WHO'S A FRIEND OF ARNOLD?
Conservative Republicans statewide have been put in something of a bind by Proposition 57, the $15 billion debt-payoff bond on the March 2 ballot. Most of them don't like the idea, talk radio hosts and listeners castigate it, Sen. Tom McClintock signed the ballot argument against it — yet Republican Gov. Arnold Schwarzenegger is putting his considerable reputation on the line by staging a full-court public relations blitz to try to get it passed.
It has made for some interesting and uncomfortable situations. There is, for instance, the case of Orange County Assemblyman John Campbell, who voted against placing the bond on the ballot but now supports it. Interestingly enough, just about the time Campbell changed his mind, Schwarzenegger endorsed him in his tough primary campaign for the state Senate. And then there's McClintock, the governor's foe in the recall election who resisted many entreaties to drop out of that race for the sake of Republican unity. In a show of concilliation, Schwarzenegger pledged that he would appear at a fund-raiser to help McClintock in this year's campaign for re-election to the state Senate.
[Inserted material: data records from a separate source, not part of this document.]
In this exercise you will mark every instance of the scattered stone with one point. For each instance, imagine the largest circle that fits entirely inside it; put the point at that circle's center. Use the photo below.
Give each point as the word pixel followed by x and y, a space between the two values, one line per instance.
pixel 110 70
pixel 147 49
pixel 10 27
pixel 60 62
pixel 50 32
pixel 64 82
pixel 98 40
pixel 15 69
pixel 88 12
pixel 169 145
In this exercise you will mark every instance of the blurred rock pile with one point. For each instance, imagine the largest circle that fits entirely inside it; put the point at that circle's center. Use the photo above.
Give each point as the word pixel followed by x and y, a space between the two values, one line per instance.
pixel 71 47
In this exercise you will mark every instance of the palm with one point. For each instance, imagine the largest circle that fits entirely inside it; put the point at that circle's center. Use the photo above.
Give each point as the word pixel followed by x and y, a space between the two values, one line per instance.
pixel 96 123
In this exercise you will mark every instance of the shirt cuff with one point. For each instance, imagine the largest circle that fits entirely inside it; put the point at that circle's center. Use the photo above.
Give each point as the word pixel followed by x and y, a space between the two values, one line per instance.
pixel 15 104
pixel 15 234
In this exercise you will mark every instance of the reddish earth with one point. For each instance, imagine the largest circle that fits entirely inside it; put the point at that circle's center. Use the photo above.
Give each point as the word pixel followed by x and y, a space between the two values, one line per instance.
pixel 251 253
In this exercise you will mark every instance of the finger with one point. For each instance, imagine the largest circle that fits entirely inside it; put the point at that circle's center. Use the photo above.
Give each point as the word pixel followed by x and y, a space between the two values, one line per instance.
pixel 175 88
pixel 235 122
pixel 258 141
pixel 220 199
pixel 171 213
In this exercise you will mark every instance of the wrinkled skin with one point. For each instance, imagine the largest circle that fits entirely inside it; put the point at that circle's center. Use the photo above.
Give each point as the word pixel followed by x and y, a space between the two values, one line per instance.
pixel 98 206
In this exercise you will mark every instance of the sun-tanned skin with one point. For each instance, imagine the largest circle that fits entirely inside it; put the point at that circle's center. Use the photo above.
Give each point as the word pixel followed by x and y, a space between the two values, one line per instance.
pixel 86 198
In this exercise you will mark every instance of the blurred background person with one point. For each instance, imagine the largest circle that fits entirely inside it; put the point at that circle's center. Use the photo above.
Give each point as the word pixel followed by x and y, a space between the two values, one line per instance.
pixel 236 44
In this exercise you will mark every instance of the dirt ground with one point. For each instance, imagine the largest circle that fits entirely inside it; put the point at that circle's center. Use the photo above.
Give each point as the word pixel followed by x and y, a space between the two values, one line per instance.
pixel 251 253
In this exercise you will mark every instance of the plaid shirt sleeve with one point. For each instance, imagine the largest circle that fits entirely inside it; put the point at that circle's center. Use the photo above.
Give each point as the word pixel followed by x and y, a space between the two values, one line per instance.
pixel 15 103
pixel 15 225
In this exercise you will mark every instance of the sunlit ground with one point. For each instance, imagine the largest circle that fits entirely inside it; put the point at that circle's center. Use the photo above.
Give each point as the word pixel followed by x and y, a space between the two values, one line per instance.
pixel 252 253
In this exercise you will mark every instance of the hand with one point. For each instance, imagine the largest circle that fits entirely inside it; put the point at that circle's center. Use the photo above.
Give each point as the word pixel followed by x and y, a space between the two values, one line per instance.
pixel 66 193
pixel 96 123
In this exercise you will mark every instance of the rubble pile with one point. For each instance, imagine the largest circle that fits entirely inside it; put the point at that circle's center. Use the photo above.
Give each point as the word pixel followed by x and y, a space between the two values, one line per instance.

Their disagreement over the bond made things a little awkward, however, and now that fund-raiser has been put off until at least after the March 2 vote.
And then there's the interesting situation in Ventura County's contested primary campaign for the Republican nomination in the 37th Assembly District. The two candidates who are openly opposed to the bond — Audra Strickland and Mike Robinson — have each sent out mailers that prominently feature a photo of Schwarzenegger.
I'm told that the mailers have caught the attention of Schwarzenegger's political advisers, who are none too happy that two GOP candidates who argue against the linchpin of his fiscal recovery plan are at the same time also seeking to associate themselves with the governor's image and popularity with Republican voters. The third major candidate in the race, Jeff Gorell is a strong supporter of Schwarzenegger's plan. It remains to be seen whether that dynamic will be enough to prompt Schwarzenegger to make an endorsement in the race.
It is enough of a concern to Robinson, however, that he recently told me that if Schwarzenegger backed another candidate in the primary, "It would certainly strain the relationship" if Robinson were to ultimately be elected to the Assembly.